Editor: So here we have Wolfgang Tillmans's "August," created in 2002 – a photograph. My first impression is one of quiet stillness. The composition feels so deliberately casual, a summer still life that is both ordinary and slightly…off. What jumps out at you when you look at this piece? Curator: Ah, Tillmans. He captures a slice of life, doesn’t he? A moment suspended, as you say, both quotidian and… other. For me, it's the unexpected colours and textures. The grey concrete against the vibrant blues of what look like dyed eggs or plums; that hazy condensation on the upturned glass… almost as if it's a deconstructed, post-digital Dutch still life. What do you make of the tension between the artificiality and the 'real'? Editor: That contrast really sings now that you point it out! It feels so staged, almost, with those strangely coloured objects. But then, the setting— that weathered surface—suggests otherwise. Do you think he's making a comment on artificiality versus nature, or something more intimate? Curator: I think with Tillmans, it’s always deeply personal *and* socially engaged, isn’t it? It reminds me a bit of some of the earlier *Vanitas* paintings in the Netherlands and Flanders; like a symbolic meditation of simple objects on themes such as transience, temporality, and time itself. Here the dye may hint at a subtle tension between the natural and constructed. I think it invites us to pause, to really *see* the beauty and fragility in the everyday… to ponder those summer days and our human fingerprint on them.
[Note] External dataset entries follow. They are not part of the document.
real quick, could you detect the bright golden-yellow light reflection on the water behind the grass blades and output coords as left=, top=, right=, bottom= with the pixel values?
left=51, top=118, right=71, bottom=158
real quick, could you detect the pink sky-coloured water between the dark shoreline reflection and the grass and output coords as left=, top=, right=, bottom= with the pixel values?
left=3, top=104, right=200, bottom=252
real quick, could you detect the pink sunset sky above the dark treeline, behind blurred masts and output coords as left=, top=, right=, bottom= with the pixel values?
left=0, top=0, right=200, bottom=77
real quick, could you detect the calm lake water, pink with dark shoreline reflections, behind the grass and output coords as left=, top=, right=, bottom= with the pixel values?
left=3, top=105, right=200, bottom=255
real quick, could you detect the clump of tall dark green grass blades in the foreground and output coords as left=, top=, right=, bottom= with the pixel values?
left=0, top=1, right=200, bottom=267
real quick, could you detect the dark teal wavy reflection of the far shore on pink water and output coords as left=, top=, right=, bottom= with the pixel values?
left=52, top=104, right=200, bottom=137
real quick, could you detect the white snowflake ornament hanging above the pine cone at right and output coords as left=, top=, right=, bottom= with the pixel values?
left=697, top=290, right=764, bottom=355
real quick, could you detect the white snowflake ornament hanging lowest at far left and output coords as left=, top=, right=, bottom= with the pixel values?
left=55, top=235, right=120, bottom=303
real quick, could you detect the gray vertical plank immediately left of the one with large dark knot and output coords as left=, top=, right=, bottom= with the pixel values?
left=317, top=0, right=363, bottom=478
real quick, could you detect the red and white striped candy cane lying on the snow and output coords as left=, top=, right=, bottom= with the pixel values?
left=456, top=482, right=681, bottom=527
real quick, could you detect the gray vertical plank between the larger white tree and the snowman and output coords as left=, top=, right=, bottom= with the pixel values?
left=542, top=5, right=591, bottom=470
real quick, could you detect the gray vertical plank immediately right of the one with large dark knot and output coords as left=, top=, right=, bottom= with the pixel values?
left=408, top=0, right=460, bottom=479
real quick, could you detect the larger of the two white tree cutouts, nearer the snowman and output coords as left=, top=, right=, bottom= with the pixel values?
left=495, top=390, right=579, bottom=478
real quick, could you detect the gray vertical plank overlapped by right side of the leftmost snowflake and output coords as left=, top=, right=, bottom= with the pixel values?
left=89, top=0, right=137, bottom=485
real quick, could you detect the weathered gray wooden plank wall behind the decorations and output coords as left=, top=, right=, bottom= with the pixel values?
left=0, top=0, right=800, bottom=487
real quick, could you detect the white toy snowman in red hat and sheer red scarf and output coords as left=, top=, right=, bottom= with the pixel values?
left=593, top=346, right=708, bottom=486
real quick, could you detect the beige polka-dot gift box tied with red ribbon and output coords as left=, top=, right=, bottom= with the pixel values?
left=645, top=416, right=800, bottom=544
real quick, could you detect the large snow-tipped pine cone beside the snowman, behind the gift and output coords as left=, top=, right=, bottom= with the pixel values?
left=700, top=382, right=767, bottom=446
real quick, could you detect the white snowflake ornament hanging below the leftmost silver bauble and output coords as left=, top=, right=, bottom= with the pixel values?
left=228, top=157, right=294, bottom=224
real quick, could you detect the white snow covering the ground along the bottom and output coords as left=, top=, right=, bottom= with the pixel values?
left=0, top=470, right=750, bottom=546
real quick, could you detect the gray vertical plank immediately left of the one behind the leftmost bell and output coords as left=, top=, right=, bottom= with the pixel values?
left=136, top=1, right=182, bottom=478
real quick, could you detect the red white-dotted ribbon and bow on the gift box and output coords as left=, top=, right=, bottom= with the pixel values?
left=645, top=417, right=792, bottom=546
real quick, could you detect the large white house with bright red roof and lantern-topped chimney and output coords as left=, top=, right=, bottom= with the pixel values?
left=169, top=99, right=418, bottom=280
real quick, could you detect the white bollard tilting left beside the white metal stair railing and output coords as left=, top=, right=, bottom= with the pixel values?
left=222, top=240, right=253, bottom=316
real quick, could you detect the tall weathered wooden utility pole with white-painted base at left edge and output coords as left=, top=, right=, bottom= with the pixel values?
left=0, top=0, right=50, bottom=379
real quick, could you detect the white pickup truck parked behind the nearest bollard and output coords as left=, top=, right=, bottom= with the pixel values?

What do you think, feeling a shift? Editor: I definitely do. Initially, I just saw a somewhat strange composition. But now, looking at it as a meditation on time, as well as the constructed world around us, gives it a whole new weight. Thank you! Curator: And thank *you* for lending me your fresh perspective. Sometimes all it takes is another pair of eyes to truly see.